As if the spoken or written words of the Communist elite were to be taken as truthful expression of their mind—not, as they have always proved to be, means to delude and to mislead—the author spends some time discussing the undesirable limitations of Communications among nations in limited war, on which he says: "The subjective obstacles to communications cannot be wholly eliminated, for they are rooted in the beliefs and the environment of men who decide policy. Their impact may be lessened, however, through persistent efforts to understand their role in shaping the perspective of both communicator and recipient .... Nevertheless the Korean War provides an instructive warning concerning the dangers of failure in communications in a limited-war situation."

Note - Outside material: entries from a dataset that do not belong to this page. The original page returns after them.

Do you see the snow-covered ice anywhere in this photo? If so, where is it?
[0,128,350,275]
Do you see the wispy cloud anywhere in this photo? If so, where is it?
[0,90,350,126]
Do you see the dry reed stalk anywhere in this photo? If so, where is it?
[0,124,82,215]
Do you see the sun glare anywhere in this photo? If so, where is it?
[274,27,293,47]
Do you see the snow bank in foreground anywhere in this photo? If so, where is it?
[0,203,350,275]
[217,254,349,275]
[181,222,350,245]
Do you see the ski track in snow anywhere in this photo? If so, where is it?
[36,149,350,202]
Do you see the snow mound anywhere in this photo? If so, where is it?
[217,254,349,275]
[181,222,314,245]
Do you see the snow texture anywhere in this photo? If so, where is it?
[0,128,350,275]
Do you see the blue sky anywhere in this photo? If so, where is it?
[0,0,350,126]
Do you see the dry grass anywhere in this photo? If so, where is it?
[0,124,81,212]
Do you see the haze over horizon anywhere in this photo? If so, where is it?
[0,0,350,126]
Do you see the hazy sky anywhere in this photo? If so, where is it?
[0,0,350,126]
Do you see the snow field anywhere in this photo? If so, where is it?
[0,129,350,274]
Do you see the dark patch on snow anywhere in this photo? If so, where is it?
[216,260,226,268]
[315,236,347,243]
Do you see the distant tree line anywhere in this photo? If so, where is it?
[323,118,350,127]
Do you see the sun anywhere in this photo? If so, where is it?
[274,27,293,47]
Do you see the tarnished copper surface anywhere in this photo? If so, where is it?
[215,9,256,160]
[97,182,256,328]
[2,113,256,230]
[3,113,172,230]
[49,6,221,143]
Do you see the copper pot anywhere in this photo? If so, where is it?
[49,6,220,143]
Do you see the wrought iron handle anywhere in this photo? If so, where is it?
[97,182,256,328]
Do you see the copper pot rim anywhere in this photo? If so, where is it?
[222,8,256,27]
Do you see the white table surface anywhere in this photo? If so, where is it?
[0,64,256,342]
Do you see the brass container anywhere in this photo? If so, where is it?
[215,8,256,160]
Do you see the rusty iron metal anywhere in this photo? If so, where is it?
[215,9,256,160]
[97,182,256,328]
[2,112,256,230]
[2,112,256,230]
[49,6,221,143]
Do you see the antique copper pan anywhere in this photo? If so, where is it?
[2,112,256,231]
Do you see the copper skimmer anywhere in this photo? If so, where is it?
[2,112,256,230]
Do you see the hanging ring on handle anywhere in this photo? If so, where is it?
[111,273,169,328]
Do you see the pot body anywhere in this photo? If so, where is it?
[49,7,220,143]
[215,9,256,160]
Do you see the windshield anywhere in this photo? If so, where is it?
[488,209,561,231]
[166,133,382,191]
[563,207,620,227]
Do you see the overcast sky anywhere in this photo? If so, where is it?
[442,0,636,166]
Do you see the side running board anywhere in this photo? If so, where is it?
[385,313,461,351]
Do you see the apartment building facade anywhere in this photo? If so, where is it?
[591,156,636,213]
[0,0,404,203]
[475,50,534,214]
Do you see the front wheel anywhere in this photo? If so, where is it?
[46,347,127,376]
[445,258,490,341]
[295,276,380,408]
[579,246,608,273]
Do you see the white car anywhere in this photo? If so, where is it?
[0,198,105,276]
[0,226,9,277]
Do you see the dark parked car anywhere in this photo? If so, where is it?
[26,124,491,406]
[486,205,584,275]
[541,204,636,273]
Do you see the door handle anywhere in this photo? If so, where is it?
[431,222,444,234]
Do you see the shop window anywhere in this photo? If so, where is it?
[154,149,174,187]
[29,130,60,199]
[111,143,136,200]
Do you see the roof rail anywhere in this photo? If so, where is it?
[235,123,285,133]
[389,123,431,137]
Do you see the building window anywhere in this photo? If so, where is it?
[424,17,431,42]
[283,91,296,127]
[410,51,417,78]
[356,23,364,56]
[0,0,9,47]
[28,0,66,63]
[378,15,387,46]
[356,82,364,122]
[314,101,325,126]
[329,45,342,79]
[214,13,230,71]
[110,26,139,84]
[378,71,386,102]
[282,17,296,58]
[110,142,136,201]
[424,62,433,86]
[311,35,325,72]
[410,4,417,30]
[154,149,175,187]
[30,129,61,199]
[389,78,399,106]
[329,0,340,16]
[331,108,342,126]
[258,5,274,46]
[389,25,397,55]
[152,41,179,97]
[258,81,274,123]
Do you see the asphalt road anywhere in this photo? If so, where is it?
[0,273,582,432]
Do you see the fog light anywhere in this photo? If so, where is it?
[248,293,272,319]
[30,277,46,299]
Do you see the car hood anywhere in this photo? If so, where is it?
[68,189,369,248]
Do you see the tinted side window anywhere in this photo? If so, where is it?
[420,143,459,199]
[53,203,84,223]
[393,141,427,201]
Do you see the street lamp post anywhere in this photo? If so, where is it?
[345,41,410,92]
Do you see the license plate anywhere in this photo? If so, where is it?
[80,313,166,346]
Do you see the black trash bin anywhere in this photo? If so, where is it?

That the author attempts to be objective and honest in his approach is beyond any doubt since he tries to base his remarks on the materials of his research which he sincerely believes to be reliable. But the reader gathers the impression that to engage in such a work seems to be so much good labor lost, as it contributes neither to any new discovery of historical facts nor any true insight into Communist mentality. It is as meaningless to enquire why the Chinese Communist enters a foreign war as to enquire why a burglar breaks into another man's house. Whatever immediate motivations may prompt the Chinese Communists to engage in a new adventure, they are all in the framework of one over-all motivation, namely, the conquest of the world. This primary pattern was set down by the Communist mastermind, Lenin, long ago when he dictated that the road to Europe is by way of Asia, which has now been supplemented by the Kremlin's evident idea that the road to U.S.A. is by way of South America. The Chinese Communists were only carrying out their part of the program when they participated in the Korean War just as they are doing now in Southeast Asia and will be doing again whenever the world situation becomes most favorable to them and wherever more spoils can be obtained at minor cost.
If the Chinese Communists' participation in the Korean War proved anything worthwhile for the free world to consider, it proved that the adventure was purely in the interest of the Communist bloc as a whole, that it was undertaken against the true will of the Chinese people and that, given the chance, most of their fig thing men would be willing to seek asylum in democratic countries as 14,000 of their comrades chose to do at the end of the Korean War.